Baily was born at Newbury in Berkshire in 1774. After a tour in the unsettled parts of North America in 1796–1797, his journal of which was edited by Augustus de Morgan in 1856, Baily entered the London Stock Exchange in 1799. The successive publication of Tables for the Purchasing and Renewing of Leases (1802), of The Doctrine of Interest and Annuities (1808), and The Doctrine of Life-Annuities and Assurances (1810), earned him a high reputation as a writer on life-contingencies; he amassed a fortune through diligence and integrity and retired from business in 1825, to devote himself wholly to astronomy.

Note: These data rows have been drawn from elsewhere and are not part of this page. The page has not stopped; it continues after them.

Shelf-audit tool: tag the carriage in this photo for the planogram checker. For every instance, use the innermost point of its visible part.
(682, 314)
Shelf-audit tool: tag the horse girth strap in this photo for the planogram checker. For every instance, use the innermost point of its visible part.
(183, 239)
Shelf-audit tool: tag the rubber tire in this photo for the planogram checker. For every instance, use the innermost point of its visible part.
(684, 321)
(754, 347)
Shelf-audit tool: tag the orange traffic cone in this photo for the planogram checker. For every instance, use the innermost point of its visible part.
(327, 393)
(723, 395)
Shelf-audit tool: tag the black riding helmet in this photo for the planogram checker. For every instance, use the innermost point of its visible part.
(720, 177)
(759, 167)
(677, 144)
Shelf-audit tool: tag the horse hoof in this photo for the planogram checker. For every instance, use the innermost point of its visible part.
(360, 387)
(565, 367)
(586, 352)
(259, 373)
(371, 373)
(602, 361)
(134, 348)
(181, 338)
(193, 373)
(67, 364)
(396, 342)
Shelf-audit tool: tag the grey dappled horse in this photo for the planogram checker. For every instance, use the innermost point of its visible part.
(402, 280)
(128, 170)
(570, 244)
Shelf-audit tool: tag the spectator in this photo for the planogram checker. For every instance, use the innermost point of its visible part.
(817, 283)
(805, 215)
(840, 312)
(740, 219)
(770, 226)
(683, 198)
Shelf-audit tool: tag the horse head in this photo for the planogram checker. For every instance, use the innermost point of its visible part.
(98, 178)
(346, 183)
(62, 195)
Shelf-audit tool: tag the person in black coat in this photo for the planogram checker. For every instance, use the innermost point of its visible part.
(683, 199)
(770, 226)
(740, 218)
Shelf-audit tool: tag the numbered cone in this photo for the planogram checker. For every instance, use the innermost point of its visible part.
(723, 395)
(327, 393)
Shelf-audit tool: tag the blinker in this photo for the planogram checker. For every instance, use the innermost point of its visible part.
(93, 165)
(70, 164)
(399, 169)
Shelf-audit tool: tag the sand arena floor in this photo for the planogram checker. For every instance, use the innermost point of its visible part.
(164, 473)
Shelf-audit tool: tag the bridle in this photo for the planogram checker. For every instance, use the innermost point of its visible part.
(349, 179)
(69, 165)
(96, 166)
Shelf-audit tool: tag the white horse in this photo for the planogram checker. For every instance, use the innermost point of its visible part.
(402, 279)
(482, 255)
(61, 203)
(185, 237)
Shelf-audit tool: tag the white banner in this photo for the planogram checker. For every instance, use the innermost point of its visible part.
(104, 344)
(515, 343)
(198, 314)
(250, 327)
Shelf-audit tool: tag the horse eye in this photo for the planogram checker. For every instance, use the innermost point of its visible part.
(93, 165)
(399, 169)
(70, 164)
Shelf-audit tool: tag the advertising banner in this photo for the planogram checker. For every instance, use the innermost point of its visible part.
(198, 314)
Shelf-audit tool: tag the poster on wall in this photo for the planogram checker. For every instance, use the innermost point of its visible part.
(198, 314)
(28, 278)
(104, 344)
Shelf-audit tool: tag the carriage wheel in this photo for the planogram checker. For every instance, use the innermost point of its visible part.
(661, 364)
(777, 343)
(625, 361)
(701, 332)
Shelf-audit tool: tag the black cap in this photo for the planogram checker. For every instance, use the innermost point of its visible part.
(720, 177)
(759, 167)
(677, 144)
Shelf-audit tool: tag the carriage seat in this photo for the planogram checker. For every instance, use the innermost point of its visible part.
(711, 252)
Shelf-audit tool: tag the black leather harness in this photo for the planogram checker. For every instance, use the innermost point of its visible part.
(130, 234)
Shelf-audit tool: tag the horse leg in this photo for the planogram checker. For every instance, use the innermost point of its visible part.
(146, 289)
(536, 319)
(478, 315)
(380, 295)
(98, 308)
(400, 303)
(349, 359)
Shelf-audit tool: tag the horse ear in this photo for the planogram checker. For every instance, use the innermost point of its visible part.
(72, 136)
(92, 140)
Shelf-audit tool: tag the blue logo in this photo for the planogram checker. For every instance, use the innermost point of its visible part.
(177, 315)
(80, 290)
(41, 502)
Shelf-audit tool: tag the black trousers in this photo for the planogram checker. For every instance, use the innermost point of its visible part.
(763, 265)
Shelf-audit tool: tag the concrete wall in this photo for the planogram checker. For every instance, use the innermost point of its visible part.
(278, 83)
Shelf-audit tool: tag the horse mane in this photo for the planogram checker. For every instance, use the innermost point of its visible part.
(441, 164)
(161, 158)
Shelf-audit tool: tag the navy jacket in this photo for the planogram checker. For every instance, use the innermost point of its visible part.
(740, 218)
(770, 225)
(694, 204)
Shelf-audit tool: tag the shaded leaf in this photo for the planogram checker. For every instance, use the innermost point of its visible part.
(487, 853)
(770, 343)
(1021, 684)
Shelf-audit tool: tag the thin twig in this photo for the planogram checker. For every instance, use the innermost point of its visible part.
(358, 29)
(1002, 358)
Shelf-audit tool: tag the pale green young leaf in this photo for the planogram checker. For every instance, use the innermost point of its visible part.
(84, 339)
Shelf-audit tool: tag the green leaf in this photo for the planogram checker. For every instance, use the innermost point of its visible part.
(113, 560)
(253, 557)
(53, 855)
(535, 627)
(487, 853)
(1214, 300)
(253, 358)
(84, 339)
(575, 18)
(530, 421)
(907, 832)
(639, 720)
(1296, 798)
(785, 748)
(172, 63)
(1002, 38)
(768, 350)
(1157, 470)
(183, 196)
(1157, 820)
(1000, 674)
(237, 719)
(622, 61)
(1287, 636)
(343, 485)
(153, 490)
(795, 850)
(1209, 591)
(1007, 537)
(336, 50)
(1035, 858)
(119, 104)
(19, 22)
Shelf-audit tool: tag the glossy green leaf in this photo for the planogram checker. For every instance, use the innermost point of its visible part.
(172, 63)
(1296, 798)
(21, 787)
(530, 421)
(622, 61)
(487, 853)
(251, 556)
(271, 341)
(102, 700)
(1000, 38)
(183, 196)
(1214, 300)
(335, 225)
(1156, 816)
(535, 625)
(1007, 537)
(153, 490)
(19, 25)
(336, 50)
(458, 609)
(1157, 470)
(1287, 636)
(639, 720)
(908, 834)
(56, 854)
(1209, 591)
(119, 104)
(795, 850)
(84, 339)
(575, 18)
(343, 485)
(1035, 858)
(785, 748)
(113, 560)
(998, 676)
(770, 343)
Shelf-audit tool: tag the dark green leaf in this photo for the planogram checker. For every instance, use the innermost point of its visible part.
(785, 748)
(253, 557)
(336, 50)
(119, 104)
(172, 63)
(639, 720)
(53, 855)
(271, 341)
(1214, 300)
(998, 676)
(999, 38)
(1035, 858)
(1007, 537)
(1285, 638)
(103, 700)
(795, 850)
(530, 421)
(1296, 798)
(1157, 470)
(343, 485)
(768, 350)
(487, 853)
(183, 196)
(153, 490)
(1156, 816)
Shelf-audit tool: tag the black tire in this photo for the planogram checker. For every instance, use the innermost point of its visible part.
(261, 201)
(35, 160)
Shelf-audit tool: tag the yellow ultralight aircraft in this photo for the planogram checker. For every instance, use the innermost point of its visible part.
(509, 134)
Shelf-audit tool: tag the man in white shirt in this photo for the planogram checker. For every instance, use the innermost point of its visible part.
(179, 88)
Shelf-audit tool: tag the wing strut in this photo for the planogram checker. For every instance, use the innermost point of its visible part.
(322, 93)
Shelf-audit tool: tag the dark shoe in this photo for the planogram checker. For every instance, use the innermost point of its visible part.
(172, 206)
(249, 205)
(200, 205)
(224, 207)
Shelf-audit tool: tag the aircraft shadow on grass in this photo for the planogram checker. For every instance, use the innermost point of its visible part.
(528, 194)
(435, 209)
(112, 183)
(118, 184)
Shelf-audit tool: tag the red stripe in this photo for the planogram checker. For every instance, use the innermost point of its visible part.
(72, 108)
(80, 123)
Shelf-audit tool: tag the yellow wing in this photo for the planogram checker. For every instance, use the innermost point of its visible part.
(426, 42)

By 1820, Baily had already taken a leading part in the foundation of the Royal Astronomical Society, and its Gold Medal was awarded him, in 1827, for his preparation of the Society's Catalogue of 2881 stars (Memoirs R. Astr. Soc. ii.). Later, in 1843, he would win the Gold Medal again. He was elected as president of the society for four consecutive two-year terms prior to his death.
The reform of the Nautical Almanac in 1829 was set on foot by his protests. He recommended to the British Association in 1837, and in great part executed, the reduction of Joseph de Lalande's and Nicolas de Lacaille's catalogues containing about 57,000 stars; he superintended the compilation of the British Association's Catalogue of 8377 stars (published 1845); and revised the catalogues of Tobias Mayer, Ptolemy, Ulugh Beg, Tycho Brahe, Edmund Halley and Hevelius (Memoirs R. Astr. Soc. iv,, xiii.).
His observations of "Baily's Beads", during an annular eclipse of the sun on 15 May 1836, at Inch Bonney in Roxburghshire, started the modern series of eclipse expeditions. The phenomenon, which depends upon the irregular shape of the moon's limb, was so vividly described by him as to attract an unprecedented amount of attention to the total eclipse of 8 July 1842, observed by Baily himself at Pavia.
In other work, he completed and discussed H. Foster's pendulum experiments, deducing from them an ellipticity for the earth of 1/289.48 (Memoirs R. Astr. Soc. vii.). This value was corrected for the length of the seconds-pendulum by introducing a neglected element of reduction, and was used, in 1843, in the reconstruction of the standards of length. His laborious operations for determining the mean density of the earth, carried out by Henry Cavendish's method (1838–1842), yielded the authoritative value of 5.66.